Mount Everest Receives Its First Ever Drone Delivery At Nearly 20,000 Feet

Mount Everest Receives Its First Ever Drone Delivery At Nearly 20,000 Feet

Mount Everest has received its first ever drone delivery in a proof-of-concept test conducted in April this year. The incredible achievement was a first of its kind mission to use drones to deliver supplies to mountaineers.

The delivery was conducted by the technology company, DJI, in collaboration with Nepalese Airlift, the video production company 8KRAW, and local guides. The drone itself was a FlyCart 30, a long-distance heavy lifter with a maximum carrying capacity of 15 kilograms (33 pounds).

This drone is designed to deliver its packages to less conventional locations; as DJI say, it can ascend “beyond traditional logistical limits”.

This claim was certainly put to the test on Mount Everest (Mount Qomolangma) where it was expected to carry its load to remarkably high altitudes and in extreme conditions.

In this test, the drone had to carry three oxygen bottles and 1.5 kilograms (3.30 pounds) from the Everest Base Camp to Camp 1, and then return with waste.

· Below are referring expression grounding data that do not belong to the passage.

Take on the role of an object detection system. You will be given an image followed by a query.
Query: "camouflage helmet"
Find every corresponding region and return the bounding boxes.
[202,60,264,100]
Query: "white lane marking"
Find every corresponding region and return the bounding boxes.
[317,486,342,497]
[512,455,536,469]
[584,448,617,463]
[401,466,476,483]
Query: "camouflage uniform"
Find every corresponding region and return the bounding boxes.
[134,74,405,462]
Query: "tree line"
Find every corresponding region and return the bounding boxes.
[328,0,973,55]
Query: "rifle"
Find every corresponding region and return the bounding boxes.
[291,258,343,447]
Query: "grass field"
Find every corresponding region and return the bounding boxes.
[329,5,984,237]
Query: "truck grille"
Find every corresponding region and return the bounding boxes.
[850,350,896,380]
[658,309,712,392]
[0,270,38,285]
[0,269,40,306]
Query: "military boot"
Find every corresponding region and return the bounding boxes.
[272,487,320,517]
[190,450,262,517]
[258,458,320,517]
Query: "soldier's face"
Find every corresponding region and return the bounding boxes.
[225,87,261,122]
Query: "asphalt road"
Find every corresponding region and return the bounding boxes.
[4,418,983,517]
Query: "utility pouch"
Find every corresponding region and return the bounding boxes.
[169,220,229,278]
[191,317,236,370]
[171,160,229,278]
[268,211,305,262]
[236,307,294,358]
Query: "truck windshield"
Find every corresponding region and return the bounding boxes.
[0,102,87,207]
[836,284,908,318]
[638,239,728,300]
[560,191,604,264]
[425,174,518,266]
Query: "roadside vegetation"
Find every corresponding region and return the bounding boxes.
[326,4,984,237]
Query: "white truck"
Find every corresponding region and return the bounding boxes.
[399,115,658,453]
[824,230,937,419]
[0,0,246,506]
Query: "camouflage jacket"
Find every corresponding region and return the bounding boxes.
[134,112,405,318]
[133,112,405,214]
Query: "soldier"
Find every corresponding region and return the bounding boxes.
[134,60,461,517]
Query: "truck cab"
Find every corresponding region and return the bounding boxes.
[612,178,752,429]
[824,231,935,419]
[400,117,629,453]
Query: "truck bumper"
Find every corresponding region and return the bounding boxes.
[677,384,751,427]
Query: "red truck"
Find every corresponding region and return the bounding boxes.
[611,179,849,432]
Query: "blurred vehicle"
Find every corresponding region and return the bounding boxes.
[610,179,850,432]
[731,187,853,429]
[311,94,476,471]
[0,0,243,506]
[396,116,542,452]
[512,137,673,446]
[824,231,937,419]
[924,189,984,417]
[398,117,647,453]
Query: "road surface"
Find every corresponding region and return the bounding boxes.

The Base Camps on Everest, which sits at 5,300 meters (17,389 feet) above sea level, provides those planning to ascend the mountain with a point to rest and to recover from the perils of high altitude. This is because at heights between 5,400 and 5,800 meters (18,000 to 19,000 feet), the human body starts to decay, so prolonged exposure to altitudes above this can quickly become fatal.

This is bad hard enough, but those who try to climb from Base Camp to Camp 1, which sits at 6,000 meters (19,685 feet) above sea level, have to contend with the Khumbu Icefall, which is one of the more perilous stages of the ascent. 

People who experience difficulty on this stretch of the mountain may find themselves in need of supplies and support until they can descend safely or until mountain rescue teams can find them. So being able to deliver supplies via drones is an important step for improving the safety for mountaineers. But it also may help with efforts to clean up the mountain (every climber leaves an average of 8 kg (17.6 pounds) of waste as they ascend and descend).

Traditionally, local Sherpa guides are responsible for transporting supplies or recovering waste left on the mountain. However, this is a taxing and dangerous role. It requires them to sometimes cross the icefall 30 times a season, while they carry supplies like oxygen bottles, gas canisters, tents, food and rope.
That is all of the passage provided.